After discussion it was decided to raise money from those serving and to add three bronze panels to the Hyde Park Memorial, and with the remainder to buy or build houses for those in need. In all 164 houses were built and five in Scotland acquired but in 1949 an agreement was reached with the Earl Haig Fund that the stock of housing would be run and for their use with the proviso that Gunners should have first call on the RA houses. In practice the requirement does not always work as relocation to where there is a specific Gunner house is not an option but those in need are accommodated where there is a suitable Haig home. Gunner Haig houses around the country are often recognisable by the Gunner badge on the front of the house.

The Royal Artillery Charitable Fund is the name we now recognise as our Gunner welfare charity but in reality, though the biggest, it is one of two welfare charities dealing with all ranks. The other is the RA Charities and each contain many smaller Trusts and funds all there for specific purpose to help various Gunners and their dependants in need. Other funds exist for specific purposes such as the RA prisoners of War Charity which started in the First World War and was added to by new Prisoner War Charities in 1942 and 1944. They were designed to help the families of those captured. The RA Memorial Society in which interested members subscribed is to help fund new memorials and maintain those requiring maintenance. The first recorded minutes for the RA Memorial Society are 1909 and it became a Trust in 1932. It did not hold meetings during World War II and membership continued to dwindle from over a thousand in the late 1920s. Interestingly it does not seem to have been a driving force for the building of RA Memorial at Hyde Park or its extension in 1945 and, though still a separate Trust, it is now run by the RACF, without members.
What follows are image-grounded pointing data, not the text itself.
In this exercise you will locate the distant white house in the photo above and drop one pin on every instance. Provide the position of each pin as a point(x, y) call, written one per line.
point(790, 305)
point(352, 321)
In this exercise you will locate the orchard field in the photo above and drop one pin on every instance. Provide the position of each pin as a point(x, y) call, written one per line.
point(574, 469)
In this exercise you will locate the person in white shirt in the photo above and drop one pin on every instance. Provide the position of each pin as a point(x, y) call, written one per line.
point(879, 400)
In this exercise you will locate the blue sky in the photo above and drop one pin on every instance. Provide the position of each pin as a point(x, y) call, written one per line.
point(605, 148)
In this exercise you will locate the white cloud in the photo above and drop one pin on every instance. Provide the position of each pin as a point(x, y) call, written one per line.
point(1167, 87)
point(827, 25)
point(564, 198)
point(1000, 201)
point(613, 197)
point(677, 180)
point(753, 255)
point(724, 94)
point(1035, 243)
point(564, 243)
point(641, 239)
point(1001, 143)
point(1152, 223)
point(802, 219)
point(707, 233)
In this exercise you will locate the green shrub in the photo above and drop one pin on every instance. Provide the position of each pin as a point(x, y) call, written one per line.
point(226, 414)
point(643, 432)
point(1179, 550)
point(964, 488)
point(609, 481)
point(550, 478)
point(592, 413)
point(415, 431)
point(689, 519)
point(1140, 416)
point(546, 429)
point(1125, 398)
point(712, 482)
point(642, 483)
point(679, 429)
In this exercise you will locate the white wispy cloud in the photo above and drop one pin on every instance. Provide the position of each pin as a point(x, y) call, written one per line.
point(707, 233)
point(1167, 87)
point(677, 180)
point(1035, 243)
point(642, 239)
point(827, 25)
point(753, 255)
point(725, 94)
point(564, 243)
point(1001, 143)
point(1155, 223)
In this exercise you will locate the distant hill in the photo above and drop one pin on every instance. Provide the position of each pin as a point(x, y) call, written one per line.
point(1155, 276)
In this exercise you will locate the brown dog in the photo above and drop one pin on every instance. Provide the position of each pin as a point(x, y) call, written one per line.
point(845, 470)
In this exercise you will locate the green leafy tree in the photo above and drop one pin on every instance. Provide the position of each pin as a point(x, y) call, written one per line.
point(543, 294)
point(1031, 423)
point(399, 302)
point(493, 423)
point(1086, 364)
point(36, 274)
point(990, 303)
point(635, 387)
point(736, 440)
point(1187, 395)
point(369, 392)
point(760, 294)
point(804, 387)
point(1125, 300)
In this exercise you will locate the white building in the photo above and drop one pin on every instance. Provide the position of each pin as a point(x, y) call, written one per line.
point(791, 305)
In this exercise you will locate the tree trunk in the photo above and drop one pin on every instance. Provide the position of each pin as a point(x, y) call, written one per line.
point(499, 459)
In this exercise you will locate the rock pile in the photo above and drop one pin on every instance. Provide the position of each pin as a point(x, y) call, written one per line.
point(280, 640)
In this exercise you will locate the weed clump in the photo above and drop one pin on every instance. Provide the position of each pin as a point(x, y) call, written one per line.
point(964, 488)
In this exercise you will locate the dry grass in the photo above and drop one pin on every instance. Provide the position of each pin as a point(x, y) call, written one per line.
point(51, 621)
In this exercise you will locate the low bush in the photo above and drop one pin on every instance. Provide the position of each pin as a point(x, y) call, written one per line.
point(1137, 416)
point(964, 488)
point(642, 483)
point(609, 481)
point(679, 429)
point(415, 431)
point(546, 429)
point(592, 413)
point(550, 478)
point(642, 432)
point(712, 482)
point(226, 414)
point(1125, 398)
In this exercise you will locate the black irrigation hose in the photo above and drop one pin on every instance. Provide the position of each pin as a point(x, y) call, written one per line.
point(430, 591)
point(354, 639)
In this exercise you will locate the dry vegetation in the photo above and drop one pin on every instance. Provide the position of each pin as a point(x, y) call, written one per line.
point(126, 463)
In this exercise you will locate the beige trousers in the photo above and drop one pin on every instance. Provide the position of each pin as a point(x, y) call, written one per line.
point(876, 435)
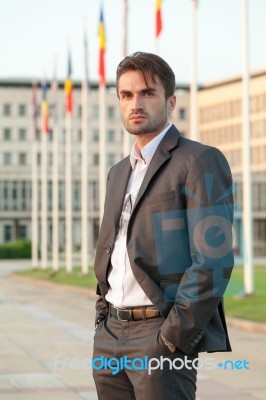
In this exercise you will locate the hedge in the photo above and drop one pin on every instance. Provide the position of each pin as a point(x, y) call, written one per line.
point(19, 249)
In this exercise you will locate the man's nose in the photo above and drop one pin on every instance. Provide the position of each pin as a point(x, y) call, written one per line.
point(136, 104)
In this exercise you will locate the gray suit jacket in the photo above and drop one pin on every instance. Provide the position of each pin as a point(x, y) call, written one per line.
point(179, 239)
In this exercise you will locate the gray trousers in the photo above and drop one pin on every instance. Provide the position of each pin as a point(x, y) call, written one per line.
point(121, 370)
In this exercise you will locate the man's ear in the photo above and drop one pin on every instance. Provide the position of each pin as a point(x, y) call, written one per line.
point(171, 103)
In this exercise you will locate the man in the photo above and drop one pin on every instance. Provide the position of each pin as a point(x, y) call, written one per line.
point(164, 254)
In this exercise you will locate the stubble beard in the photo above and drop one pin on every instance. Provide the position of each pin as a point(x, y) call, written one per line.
point(148, 126)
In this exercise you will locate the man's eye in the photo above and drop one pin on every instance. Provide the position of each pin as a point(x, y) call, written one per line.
point(148, 94)
point(125, 95)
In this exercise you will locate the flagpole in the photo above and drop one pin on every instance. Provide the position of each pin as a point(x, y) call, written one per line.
point(84, 167)
point(158, 23)
point(44, 188)
point(55, 218)
point(102, 145)
point(68, 193)
point(34, 183)
point(194, 135)
point(68, 166)
point(102, 115)
point(246, 160)
point(126, 135)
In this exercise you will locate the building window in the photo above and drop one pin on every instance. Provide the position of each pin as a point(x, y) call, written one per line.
point(7, 134)
point(111, 112)
point(182, 114)
point(22, 110)
point(95, 112)
point(95, 160)
point(7, 233)
point(61, 193)
point(22, 158)
point(111, 135)
point(7, 158)
point(76, 200)
point(7, 110)
point(22, 134)
point(24, 195)
point(22, 232)
point(15, 195)
point(50, 159)
point(95, 135)
point(111, 159)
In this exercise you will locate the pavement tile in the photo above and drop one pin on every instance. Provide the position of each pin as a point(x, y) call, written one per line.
point(13, 365)
point(88, 396)
point(40, 396)
point(33, 380)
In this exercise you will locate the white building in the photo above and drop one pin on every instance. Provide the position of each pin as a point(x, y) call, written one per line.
point(17, 135)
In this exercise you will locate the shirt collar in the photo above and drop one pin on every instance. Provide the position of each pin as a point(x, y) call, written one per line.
point(147, 152)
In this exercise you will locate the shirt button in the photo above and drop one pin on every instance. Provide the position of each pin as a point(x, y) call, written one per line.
point(108, 249)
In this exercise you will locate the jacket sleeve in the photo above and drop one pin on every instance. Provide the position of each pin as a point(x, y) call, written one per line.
point(101, 308)
point(209, 217)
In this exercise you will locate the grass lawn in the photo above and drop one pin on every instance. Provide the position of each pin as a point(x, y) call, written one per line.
point(252, 308)
point(75, 278)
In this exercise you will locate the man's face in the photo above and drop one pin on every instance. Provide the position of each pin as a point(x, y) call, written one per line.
point(144, 109)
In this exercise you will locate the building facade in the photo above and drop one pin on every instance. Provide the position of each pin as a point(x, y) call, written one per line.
point(220, 125)
point(16, 138)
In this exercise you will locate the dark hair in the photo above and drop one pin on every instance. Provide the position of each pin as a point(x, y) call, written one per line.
point(149, 65)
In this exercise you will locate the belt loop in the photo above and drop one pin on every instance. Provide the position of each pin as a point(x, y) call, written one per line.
point(144, 316)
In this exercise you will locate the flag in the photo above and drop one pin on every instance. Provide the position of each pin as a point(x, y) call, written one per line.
point(69, 87)
point(45, 109)
point(34, 111)
point(102, 46)
point(158, 17)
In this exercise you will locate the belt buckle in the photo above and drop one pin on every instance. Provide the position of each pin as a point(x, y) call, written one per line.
point(118, 317)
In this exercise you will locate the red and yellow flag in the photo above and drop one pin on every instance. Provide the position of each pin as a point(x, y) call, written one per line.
point(158, 17)
point(102, 46)
point(69, 88)
point(45, 109)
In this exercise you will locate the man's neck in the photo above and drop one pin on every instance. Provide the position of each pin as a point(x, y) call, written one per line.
point(142, 140)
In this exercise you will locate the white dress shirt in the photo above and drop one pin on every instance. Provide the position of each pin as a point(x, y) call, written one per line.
point(124, 290)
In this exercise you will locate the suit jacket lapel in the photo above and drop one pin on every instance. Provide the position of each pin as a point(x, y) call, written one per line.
point(161, 155)
point(119, 188)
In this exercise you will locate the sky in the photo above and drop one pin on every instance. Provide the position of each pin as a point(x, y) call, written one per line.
point(35, 33)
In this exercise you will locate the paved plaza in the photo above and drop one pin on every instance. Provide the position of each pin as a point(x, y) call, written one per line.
point(46, 335)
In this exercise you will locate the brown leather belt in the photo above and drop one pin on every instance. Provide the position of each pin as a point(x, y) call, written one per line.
point(134, 314)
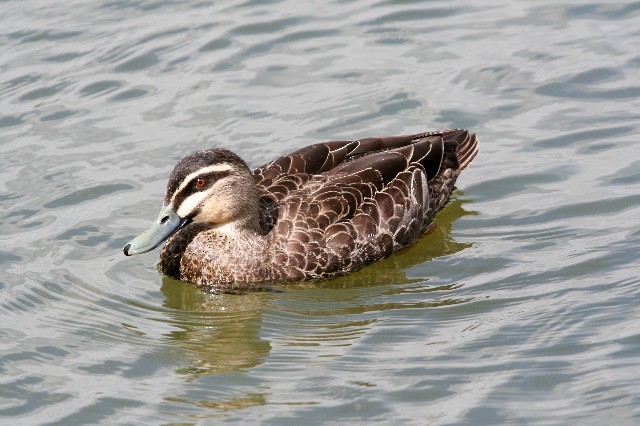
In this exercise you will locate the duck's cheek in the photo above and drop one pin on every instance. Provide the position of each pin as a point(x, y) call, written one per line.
point(214, 211)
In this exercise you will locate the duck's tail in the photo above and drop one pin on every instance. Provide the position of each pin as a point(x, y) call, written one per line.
point(464, 144)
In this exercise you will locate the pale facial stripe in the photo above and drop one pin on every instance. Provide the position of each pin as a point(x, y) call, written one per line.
point(191, 203)
point(209, 169)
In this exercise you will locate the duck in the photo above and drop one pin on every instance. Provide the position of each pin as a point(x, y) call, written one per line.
point(322, 211)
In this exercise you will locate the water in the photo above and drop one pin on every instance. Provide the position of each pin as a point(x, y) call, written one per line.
point(522, 306)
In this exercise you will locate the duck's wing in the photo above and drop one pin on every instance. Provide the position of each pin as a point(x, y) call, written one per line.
point(427, 149)
point(344, 204)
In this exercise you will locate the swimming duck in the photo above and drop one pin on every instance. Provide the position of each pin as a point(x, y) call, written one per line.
point(324, 210)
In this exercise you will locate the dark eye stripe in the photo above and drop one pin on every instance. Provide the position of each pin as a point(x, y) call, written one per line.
point(190, 188)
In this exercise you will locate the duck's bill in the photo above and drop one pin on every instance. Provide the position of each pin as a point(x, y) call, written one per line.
point(166, 224)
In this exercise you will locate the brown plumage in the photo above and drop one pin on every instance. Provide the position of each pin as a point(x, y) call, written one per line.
point(324, 210)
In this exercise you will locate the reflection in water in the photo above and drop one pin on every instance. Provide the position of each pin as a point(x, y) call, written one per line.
point(393, 270)
point(225, 336)
point(222, 331)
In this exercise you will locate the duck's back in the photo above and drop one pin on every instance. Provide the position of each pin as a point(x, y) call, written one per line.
point(333, 207)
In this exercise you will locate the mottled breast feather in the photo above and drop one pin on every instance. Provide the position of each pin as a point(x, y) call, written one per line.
point(324, 210)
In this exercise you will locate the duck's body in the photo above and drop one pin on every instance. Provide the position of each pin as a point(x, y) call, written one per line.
point(324, 210)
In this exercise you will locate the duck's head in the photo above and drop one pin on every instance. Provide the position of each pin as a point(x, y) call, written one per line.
point(213, 186)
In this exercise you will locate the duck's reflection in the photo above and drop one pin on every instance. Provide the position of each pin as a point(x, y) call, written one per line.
point(222, 333)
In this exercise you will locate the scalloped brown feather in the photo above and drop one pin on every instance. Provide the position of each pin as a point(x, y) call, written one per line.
point(328, 209)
Since the 1950s the RACF has been the major benevolence charity for the Gunners and as such has helped many retired and serving soldiers and their dependants in need. The RACF now carries out benevolence of over £1M a year and receives its income from investments, subscriptions from serving and retired soldiers and officers. Cases were once referred to the RACF by members of the Royal Artillery Association but now come from mainly the Soldiers, Sailors and Air Force Association (SSAFA), the Royal British Legion (RBL), the Officers Association and the Royal Commonwealth Ex-Services League (RCEL). All of whom have trained staff that can assess needs and requirements and can arrange for our benevolence to be spent appropriately. RAA Members can and do still identify those in need but the RACF then tasks one of the agencies to interview the potential beneficiary and asses the need. Much work is also spent in Almonising funds form other charities to increase the grant given to the needy.
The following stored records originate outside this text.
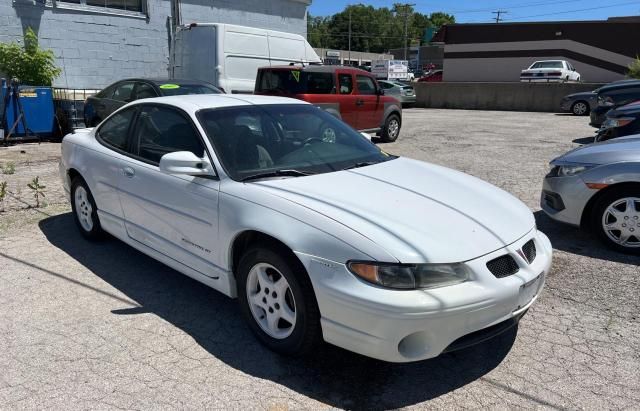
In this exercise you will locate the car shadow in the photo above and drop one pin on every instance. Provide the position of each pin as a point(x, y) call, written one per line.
point(584, 140)
point(578, 241)
point(331, 375)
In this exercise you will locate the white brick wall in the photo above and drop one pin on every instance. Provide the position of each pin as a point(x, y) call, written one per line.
point(95, 50)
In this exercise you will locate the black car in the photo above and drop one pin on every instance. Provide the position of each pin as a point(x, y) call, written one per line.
point(111, 98)
point(623, 121)
point(613, 96)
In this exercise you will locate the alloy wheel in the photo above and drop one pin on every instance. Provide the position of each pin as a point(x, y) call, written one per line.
point(84, 210)
point(271, 301)
point(621, 222)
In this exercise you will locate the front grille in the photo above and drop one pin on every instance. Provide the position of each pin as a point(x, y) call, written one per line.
point(529, 250)
point(503, 266)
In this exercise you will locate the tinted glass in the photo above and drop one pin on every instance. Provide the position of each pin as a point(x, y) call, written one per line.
point(123, 92)
point(346, 83)
point(162, 130)
point(114, 131)
point(366, 85)
point(548, 64)
point(171, 89)
point(250, 140)
point(144, 90)
point(295, 82)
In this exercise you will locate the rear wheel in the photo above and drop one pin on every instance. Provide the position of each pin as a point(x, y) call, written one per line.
point(580, 108)
point(84, 210)
point(277, 300)
point(391, 129)
point(616, 219)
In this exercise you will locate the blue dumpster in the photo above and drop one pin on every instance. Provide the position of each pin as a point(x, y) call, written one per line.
point(37, 104)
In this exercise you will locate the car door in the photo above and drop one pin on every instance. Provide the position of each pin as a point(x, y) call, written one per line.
point(175, 215)
point(370, 108)
point(347, 98)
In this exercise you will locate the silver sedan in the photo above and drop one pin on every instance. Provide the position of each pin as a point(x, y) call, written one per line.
point(403, 92)
point(598, 186)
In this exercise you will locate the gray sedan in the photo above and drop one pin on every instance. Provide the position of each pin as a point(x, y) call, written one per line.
point(580, 104)
point(403, 92)
point(598, 186)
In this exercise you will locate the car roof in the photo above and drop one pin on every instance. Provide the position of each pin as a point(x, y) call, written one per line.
point(315, 68)
point(196, 102)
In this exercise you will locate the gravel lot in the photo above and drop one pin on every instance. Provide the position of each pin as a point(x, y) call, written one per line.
point(102, 326)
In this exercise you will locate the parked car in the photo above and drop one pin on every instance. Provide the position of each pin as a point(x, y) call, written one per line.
point(401, 91)
point(229, 56)
point(550, 71)
point(348, 93)
point(612, 96)
point(580, 104)
point(319, 235)
point(623, 121)
point(101, 105)
point(434, 76)
point(597, 186)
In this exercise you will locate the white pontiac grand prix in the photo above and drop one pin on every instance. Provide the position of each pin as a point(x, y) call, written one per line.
point(318, 232)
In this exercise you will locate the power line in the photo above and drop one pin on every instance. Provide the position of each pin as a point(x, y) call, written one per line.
point(576, 10)
point(498, 13)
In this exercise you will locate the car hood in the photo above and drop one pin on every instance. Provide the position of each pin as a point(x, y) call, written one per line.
point(611, 151)
point(415, 211)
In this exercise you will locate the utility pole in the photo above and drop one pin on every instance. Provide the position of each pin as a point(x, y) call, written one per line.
point(498, 13)
point(349, 36)
point(406, 15)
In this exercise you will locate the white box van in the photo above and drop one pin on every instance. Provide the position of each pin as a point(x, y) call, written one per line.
point(229, 56)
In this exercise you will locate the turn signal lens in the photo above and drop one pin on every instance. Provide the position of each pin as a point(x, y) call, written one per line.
point(410, 276)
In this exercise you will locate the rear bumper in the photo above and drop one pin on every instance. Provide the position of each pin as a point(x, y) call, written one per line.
point(404, 326)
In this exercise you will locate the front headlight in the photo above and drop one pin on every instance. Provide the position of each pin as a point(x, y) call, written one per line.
point(568, 170)
point(410, 276)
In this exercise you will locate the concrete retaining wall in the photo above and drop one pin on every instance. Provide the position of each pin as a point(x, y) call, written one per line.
point(497, 96)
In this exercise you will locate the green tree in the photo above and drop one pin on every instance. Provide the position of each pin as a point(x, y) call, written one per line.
point(634, 68)
point(31, 64)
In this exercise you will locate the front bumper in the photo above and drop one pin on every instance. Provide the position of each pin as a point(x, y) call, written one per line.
point(412, 325)
point(564, 198)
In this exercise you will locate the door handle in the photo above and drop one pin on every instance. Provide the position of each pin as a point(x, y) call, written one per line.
point(128, 172)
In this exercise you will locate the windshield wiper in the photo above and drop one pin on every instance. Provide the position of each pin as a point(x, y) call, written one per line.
point(277, 173)
point(361, 164)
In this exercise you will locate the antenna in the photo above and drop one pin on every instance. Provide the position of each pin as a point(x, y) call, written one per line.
point(499, 13)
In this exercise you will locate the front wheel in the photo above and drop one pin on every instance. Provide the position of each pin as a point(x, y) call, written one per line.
point(391, 129)
point(277, 300)
point(616, 219)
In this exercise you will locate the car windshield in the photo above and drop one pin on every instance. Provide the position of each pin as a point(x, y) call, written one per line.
point(174, 89)
point(547, 64)
point(291, 139)
point(295, 82)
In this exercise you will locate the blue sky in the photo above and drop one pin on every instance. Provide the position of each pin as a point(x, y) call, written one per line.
point(518, 10)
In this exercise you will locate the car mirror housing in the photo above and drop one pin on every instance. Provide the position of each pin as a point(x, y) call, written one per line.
point(186, 163)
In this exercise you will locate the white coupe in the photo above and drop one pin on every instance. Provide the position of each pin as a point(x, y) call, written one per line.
point(560, 71)
point(319, 233)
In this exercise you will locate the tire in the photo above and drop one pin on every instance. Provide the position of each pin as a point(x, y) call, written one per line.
point(580, 108)
point(85, 211)
point(626, 224)
point(391, 129)
point(297, 337)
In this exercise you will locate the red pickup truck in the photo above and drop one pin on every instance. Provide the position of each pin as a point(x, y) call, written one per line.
point(350, 94)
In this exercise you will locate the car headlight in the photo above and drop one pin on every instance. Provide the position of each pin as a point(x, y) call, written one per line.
point(410, 276)
point(567, 170)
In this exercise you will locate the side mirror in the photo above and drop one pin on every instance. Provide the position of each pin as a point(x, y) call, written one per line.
point(185, 163)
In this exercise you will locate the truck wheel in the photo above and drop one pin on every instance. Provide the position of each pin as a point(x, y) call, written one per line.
point(391, 129)
point(616, 219)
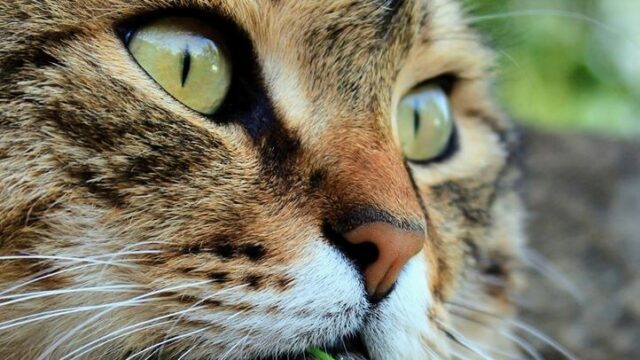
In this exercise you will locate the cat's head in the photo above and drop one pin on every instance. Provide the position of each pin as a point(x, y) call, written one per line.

What of the future? Over the years many funds have been started for specific purposes and in many cases those purposes have ceased to exist. In other cases welfare expenditure can be better achieved through the RACF but what is clear is that the requirement for benevolence remains paramount. Indeed though the number of cases has reduced in the last 55 years the amount required to assist those in need has risen. In the year ending 31st July 1954, for instance the RACF received 15,000 applications for assistance and gave £31,645 to 5,743 cases, and in 1962 the RACF dealt with over 10,000 cases a year.In the 17 years since the end of World War II until 1962 it disbursed £1.2M on individual cases, and in comparison in 2006 the RACF and RA Charities spent over £790K on 2015 individual cases with a further £275K on grants to institutions. The requirement for funds remains vital; whether donations or legacies.

In summary what can one say about such a charity? It is a key part of our Gunner family. It helps all those in need and it helps the serving regiments and soldiers. In the requirement to continue to support and reinforce the notion of a Gunner family the Gunner welfare charities do not just support Gunners from enlistment to death; they help from enlistment to after death because the RACF will help those dependants left behind when you die. Now that is what is called a regimental family!